Some back-end systems are able to expose an event stream of last updated items, but don’t keep track of things that have been deleted. In that way, a retention policy should exist that describes the fact that the LDES conceptually does contains the as:Remove activity, but that it hasn’t been included, yet can be inferred from the fact that the earlier included as:Create is not anymore part of this

Use cases:

pietercolpaert commented 6 months ago

We could also have type-based retention policies. E.g.: we only keep members typed Remove for 1 year.

Proposal:

1. An ldes:ImplicitRemovalPolicy

This policy says that a consumer will have to infer removals from the fact that something isn’t available on a follow-up traversal of all members in a view.

<> ldes:retentionPolicy [
   a ldes:ImplicitRemovalPolicy ;
   ldes:type as:Remove
].

2. Adding type filters to other retention policies

By default, the retention policies are maximized. When at least one retention policy is explicitly defined, the view promises to retain the AND of all policies.

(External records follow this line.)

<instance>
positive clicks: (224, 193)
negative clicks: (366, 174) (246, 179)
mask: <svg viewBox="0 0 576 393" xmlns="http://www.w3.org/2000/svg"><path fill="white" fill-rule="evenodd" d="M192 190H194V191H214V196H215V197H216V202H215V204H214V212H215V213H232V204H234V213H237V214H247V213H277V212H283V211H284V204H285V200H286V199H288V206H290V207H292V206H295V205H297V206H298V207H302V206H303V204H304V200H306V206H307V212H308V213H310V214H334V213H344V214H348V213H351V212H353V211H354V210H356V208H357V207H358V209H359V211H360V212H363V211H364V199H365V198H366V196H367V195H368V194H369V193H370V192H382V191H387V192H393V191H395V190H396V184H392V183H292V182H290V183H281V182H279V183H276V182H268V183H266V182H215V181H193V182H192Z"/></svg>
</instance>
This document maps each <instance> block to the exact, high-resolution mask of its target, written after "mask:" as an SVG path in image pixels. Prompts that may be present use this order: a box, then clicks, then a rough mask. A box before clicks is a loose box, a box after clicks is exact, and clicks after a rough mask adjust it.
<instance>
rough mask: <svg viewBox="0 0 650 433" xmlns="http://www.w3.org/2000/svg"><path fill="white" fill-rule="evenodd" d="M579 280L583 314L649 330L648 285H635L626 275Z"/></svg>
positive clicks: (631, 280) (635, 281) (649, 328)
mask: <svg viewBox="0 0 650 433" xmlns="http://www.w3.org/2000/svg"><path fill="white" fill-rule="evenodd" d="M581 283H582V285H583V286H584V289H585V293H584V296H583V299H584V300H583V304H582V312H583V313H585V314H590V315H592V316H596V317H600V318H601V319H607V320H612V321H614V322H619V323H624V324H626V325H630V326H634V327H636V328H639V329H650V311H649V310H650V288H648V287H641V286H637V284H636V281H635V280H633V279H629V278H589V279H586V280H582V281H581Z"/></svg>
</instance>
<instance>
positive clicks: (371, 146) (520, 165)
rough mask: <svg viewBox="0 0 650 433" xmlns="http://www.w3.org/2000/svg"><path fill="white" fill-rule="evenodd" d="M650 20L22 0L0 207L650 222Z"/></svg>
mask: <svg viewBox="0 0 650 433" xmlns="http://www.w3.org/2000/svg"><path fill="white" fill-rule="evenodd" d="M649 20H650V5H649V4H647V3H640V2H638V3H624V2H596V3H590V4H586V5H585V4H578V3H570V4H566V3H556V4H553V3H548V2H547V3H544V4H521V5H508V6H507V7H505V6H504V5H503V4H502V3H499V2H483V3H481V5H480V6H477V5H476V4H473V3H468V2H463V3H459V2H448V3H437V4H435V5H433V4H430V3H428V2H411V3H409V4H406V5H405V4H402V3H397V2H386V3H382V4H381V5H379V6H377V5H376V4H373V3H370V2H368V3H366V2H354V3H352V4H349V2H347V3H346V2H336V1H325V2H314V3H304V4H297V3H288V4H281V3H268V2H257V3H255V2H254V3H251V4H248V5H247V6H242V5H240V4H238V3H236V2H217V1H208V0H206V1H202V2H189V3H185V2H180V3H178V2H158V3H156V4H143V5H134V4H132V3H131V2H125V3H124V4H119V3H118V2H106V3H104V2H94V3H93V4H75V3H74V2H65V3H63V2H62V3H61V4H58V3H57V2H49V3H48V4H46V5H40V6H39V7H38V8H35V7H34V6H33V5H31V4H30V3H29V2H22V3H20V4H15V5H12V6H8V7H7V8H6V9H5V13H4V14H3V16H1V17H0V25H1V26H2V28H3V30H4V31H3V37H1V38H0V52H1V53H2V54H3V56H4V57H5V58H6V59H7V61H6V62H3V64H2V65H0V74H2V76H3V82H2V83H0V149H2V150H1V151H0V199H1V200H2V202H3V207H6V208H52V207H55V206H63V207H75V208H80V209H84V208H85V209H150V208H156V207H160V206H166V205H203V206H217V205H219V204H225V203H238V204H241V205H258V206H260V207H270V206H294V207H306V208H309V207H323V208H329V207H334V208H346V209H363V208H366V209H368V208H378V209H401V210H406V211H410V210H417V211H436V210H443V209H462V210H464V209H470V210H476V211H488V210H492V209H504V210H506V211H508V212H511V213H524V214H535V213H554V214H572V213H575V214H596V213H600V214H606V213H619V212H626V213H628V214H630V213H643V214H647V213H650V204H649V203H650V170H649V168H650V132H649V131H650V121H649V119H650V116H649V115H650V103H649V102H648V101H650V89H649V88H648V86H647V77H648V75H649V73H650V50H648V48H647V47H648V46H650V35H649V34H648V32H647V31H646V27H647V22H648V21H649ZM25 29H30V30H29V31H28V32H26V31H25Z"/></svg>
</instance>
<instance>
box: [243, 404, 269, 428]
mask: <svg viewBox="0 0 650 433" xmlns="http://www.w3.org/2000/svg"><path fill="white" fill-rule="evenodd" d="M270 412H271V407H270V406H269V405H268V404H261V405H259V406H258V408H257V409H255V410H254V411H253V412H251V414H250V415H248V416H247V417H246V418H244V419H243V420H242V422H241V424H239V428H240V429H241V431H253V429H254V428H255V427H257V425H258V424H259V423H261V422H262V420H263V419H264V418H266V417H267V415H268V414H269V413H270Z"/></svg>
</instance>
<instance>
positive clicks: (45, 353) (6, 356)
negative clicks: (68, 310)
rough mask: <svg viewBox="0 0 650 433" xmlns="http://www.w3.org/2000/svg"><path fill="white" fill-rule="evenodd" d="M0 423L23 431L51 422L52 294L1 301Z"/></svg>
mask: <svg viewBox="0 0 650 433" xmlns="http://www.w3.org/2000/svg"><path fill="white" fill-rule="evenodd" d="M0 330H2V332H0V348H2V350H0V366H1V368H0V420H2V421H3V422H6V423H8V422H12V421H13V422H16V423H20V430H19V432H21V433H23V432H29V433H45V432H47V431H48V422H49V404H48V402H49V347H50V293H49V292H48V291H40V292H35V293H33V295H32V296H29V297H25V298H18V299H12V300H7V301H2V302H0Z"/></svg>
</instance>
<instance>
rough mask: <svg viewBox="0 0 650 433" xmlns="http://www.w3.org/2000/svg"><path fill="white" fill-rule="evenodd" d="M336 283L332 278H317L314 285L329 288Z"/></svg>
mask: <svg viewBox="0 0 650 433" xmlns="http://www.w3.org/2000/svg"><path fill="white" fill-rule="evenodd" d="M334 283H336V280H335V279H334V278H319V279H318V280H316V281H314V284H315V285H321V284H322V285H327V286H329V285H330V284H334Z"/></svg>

This makes this example tedious, as we need an OR: either we keep the removal for 1 year, either the object still exists and then we keep the last version until it would be removed, then we keep the removal for 1 year...

<> ldes:retentionPolicy [
   a ldes:DurationAgoPolicy ;
   tree:value "P1Y"^^xsd:duration ; 
   ldes:type as:Remove
],[
   a ldes:LatestVersionSubset ;
   ldes:amount 1 ;
  ldes:exceptType as:Remove 
] .

Adding ldes:type to a retention policy could restrict the retention policies to only objects of a specific type.

However, the difficulty here is that this must be interepreted as an AND, and therefore the first retention policy will never be applicable, as the remove will always be the latest version of a thing that we promise to keep. Therefore we should introduce an exceptTypeclause, stating that the last version retention policy is not applicable to things of type as:Remove

sandervd commented 6 months ago

I think what we really want to achieve is a retention policy that holds latest state (1 version) + time, allowing clients to see all writes. Related: https://github.com/SEMICeu/LinkedDataEventStreams/issues/36

We could get some inspiration from the semantics in Kafka, as they handle the same problem: https://docs.confluent.io/kafka/design/log_compaction.html#compaction-enables-deletes

We could also consider this as a change to the version retention semantics; when the latest version is a tombstone, all versions are deleted?